= Margaretta M. Lovell =

American art historian

Margaretta M. Lovell is an American art historian who serves as the Jay D. McEvoy, Jr. Professor of the History of Art at the University of California, Berkeley. Her research and teaching center on the art and history of the United States, including eighteenth- and nineteenth-century landscape painting, portraiture, decorative arts, furniture, architecture, food, and forests.

==Biography==
Lovell received a B.A. in English from Smith College, an M.A. from the University of Delaware's joint program in Early American Culture with the Winterthur Museum, and a Ph.D. in American Studies from Yale University.
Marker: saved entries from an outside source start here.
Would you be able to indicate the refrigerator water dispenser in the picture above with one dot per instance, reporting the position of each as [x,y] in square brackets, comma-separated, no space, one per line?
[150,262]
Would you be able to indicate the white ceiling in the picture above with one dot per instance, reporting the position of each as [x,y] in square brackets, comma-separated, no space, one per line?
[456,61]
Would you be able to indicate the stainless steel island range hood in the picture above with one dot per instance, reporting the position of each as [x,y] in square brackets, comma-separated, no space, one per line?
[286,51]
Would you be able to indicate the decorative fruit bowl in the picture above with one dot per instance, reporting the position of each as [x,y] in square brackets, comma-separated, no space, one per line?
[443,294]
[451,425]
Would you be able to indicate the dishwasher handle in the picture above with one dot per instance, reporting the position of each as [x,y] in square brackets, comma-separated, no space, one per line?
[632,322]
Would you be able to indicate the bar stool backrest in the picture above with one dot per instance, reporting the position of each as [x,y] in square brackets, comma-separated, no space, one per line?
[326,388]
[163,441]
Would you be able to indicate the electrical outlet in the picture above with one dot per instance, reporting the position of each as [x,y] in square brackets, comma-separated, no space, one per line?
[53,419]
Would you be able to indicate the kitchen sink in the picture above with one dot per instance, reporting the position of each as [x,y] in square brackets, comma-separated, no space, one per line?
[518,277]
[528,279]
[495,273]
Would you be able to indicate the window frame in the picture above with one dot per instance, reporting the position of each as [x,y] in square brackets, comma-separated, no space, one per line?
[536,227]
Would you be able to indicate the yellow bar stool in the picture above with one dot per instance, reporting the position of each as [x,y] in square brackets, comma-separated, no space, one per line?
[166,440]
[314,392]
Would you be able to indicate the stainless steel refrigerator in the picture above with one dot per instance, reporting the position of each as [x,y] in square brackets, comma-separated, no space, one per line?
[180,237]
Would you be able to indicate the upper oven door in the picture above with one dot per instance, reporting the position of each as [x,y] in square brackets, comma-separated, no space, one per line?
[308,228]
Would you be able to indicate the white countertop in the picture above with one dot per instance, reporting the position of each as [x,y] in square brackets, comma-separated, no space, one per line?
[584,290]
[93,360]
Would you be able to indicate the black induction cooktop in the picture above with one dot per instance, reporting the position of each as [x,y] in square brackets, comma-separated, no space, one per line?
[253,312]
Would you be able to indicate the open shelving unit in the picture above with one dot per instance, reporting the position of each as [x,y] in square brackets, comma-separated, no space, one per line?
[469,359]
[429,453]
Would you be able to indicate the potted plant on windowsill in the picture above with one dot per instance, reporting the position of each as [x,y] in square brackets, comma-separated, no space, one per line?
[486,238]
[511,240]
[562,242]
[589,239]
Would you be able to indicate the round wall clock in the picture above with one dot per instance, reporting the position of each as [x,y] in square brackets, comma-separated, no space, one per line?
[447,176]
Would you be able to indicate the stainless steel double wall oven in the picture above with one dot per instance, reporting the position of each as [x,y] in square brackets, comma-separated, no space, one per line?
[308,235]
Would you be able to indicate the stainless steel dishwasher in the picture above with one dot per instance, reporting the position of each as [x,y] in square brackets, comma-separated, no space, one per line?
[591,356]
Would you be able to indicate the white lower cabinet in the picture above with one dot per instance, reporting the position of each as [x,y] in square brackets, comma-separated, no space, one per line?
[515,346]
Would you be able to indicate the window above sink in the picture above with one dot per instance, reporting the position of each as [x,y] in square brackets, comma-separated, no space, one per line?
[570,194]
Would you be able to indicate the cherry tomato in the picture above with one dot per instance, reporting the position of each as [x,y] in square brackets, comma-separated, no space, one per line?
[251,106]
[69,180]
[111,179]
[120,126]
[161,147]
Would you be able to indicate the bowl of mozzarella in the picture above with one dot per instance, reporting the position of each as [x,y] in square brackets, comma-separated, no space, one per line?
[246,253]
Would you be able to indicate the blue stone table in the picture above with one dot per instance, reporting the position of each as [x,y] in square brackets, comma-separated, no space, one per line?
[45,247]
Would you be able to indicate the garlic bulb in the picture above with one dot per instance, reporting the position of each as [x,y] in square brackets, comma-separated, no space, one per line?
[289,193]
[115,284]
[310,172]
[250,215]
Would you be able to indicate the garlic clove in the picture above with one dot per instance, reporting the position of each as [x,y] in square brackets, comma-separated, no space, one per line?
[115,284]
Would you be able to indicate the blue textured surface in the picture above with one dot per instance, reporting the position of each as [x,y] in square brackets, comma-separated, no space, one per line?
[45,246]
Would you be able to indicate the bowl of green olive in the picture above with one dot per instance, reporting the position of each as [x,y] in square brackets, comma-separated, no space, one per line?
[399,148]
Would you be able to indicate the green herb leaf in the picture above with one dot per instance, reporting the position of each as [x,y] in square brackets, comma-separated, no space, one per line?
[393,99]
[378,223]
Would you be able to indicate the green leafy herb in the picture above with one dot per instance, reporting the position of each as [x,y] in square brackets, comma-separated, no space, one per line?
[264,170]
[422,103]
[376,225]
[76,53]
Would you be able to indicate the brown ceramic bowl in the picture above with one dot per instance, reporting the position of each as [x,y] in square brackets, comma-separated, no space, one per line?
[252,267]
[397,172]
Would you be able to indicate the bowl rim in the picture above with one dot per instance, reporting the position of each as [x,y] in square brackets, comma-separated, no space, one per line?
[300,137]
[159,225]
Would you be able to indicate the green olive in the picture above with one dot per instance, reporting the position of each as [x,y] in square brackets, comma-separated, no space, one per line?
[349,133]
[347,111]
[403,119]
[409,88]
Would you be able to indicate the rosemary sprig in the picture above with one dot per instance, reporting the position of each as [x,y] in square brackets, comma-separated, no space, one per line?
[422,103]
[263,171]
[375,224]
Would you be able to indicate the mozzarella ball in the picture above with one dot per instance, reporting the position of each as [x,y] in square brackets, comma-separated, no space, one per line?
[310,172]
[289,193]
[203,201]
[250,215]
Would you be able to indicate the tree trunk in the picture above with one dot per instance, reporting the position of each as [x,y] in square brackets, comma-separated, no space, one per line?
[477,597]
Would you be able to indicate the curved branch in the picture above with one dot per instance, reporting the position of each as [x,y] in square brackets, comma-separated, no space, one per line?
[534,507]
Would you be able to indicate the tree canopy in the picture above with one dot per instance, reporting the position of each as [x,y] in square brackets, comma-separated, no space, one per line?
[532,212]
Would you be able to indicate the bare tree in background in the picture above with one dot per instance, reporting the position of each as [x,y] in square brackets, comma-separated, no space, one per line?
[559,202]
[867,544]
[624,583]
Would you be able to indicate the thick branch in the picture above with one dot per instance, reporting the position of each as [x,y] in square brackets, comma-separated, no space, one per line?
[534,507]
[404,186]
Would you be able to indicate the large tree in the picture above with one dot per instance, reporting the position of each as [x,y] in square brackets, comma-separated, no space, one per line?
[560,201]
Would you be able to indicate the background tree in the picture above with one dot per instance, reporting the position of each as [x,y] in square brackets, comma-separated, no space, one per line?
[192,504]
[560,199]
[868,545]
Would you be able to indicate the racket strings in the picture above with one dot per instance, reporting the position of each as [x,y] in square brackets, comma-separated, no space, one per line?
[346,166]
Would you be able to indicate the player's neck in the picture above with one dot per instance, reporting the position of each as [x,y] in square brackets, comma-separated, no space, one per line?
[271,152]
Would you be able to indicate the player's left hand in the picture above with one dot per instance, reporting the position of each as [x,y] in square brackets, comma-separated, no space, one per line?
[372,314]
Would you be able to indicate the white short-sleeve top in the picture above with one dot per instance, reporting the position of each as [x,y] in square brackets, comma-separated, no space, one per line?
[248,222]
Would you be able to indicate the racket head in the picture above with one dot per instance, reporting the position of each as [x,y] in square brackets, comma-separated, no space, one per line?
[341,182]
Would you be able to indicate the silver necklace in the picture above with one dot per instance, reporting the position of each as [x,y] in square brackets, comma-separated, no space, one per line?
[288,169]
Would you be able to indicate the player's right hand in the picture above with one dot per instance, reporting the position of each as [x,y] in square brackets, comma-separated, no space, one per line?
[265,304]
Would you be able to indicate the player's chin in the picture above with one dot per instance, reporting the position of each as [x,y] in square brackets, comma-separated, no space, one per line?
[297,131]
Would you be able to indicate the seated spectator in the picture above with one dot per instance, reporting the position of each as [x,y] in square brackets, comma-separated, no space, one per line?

Institutions where she has held faculty appointments include Yale, Harvard University, the University of Michigan, College of William & Mary, and Stanford University in addition to Berkeley. She has held fellowships from the John Simon Guggenheim Memorial Foundation, the Rockefeller Foundation, the National Endowment for the Humanities, The Huntington Library, and the Terra Foundation for American Art among others.

==Awards==
Honors she has received include, for Art in a Season of Revolution, the Charles C. Eldredge Prize for Distinguished Scholarship in American Art and the 2007 Historians of British Art Prize, and, for A Visitable Past, the Ralph Henry Gabriel Prize of the American Studies Association. The American Antiquarian Society elected her to honorary membership in recognition of scholarly distinction in 2001. She has been recognized for her teaching at both institutional and national levels, receiving UC Berkeley's 2009 Faculty Award for Outstanding Mentorship of Graduate Student Instructors and the College Art Association's 2014 Distinguished Teaching of Art History Award, the profession's highest honor for pedagogy.

==Books==
- Painting the Inhabited Landscape: Fitz H. Lane and the Global Reach of Antebellum New England (Penn State University Press, 2023).
- A Material World: Culture, Society, and the Life of Things in Early Anglo-America (edited with George W. Boudreau, Penn State University Press, 2019).
- Art in a Season of Revolution: The Artist, the Artisan, and the Patron in Early America (University of Pennsylvania Press, 2005).
- A Visitable Past: Views of Venice by American Artists 1860–1915 (University of Chicago Press, 1989).
- Venice: The American View, 1860–1920 (Fine Arts Museums of San Francisco & University of Washington Press, 1984), exhibit catalog.
- American Painting 1730–1960: A Selection from the Collection of Mr. and Mrs. John D. Rockefeller 3rd (Japan Society & Fine Arts Museums of San Francisco, 1982), exhibit catalog.